As any of the 10 million angina suffers can opine, muscle pain is debilitating. Rarely treated by pain interventionalists, likely do to lack of understanding as well as limited and often inefficacious treatment options, skeletal muscle pain generates significant disability. There exists increasing evidence that inappropriate or imbalanced muscle firing patterns may contribute to significant morbidity, this commonly seen in syndromes such as patellar‐femoral syndromes, and shoulder impingement syndromes. Chronic nonspecific low back pain may be a very similar animal. CNSLBP is ubiquitous, challenging to treat, a great medical‐economic drain on the economy, and remains without definitive or even significantly effective treatment.
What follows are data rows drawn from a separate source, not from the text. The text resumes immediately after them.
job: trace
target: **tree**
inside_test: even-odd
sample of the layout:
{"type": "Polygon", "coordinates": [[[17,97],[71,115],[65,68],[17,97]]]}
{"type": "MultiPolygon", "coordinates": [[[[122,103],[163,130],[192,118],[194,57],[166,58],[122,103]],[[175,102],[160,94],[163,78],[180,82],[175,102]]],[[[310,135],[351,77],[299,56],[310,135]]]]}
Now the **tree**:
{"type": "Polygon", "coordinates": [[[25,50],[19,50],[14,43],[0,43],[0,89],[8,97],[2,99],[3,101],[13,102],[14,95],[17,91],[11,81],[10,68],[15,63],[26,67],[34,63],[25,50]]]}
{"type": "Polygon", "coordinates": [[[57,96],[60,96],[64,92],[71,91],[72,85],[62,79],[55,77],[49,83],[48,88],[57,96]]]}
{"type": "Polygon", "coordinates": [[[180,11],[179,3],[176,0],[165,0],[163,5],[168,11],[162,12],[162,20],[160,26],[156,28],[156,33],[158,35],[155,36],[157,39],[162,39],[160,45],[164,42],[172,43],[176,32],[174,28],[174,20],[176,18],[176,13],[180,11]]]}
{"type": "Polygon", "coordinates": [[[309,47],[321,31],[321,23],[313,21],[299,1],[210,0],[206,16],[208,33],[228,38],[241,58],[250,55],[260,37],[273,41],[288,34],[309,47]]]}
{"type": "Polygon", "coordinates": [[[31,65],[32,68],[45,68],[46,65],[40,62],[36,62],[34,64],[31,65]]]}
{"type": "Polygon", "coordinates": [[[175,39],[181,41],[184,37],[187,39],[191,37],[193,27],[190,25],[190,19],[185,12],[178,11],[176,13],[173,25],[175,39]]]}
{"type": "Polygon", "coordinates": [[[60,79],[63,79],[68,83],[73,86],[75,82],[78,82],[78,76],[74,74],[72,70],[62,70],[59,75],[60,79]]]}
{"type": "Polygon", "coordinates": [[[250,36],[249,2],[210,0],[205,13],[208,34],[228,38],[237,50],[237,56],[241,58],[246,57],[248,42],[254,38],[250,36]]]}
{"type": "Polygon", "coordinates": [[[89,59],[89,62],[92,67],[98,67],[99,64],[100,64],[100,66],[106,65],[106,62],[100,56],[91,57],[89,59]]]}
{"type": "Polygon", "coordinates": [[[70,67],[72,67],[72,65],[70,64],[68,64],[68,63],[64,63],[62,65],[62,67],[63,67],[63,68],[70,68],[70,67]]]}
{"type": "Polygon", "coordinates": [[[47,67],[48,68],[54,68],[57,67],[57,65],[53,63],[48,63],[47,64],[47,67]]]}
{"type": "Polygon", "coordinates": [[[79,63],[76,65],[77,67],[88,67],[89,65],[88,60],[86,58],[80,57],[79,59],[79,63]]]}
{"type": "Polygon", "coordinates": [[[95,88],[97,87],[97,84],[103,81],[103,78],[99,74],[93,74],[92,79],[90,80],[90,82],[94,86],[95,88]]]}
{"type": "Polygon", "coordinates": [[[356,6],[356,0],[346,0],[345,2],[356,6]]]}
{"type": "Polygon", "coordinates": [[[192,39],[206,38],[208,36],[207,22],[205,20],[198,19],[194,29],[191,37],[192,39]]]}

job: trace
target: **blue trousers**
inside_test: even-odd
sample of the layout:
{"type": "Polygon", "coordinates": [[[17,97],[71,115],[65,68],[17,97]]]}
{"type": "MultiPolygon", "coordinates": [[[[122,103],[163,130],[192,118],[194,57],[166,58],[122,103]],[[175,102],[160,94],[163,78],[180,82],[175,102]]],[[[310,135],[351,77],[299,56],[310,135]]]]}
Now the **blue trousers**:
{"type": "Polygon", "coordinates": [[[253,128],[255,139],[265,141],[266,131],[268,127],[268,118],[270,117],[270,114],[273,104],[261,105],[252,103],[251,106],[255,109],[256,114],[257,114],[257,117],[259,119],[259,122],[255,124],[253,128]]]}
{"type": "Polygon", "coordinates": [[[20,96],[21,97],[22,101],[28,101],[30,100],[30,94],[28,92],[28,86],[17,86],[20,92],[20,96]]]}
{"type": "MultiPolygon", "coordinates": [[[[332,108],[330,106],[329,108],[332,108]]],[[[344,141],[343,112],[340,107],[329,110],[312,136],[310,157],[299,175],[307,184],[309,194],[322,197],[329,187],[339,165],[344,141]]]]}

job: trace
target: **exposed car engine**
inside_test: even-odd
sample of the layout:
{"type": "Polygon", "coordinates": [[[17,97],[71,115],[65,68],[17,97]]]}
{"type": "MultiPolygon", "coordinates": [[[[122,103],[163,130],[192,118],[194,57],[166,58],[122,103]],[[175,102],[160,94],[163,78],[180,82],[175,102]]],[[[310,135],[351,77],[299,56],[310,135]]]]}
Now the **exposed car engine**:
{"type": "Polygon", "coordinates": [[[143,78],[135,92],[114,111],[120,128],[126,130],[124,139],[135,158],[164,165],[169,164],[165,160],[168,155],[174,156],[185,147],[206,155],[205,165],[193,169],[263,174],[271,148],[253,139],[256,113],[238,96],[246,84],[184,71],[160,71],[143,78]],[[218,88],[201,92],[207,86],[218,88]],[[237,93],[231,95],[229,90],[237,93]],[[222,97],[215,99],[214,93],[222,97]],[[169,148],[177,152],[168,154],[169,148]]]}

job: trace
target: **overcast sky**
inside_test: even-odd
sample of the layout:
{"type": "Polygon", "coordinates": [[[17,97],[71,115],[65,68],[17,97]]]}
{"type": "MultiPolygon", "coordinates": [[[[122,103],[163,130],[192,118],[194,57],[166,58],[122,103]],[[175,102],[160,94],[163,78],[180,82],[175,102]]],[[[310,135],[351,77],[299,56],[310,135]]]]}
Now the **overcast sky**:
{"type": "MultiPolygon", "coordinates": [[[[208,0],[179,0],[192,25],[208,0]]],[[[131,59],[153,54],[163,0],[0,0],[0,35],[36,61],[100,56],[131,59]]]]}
This, as once of the first forays into direct neuromuscular electrical stimulation shows great promise. Particularly exciting, this approach is extra‐spinal and thus conveys much reduced risk than traditional spinal cord stimulation, can be easily performed by nearly all implanters, and with already developed, improved techniques we will likely see a reduction in lead fracture and migration. Patient selection will of course improve outcomes as well. We await the forthcoming controlled study.. Well done!!

W. Porter McRoberts

Fort Lauderdale, FL, USA

***

This therapy addresses the subset of the patient population with chronic low back pain who are not good candidates for SCS and surgery. In my opinion, the one year data is promising. There is a concern about the high rate of device related AEs, but the authors have acknowledged it and are working to decrease the incidence of device related AEs.

Mayank Gupta

Anesthesiology Professionals, Pain Management

Comments not included in the Early View version of this paper.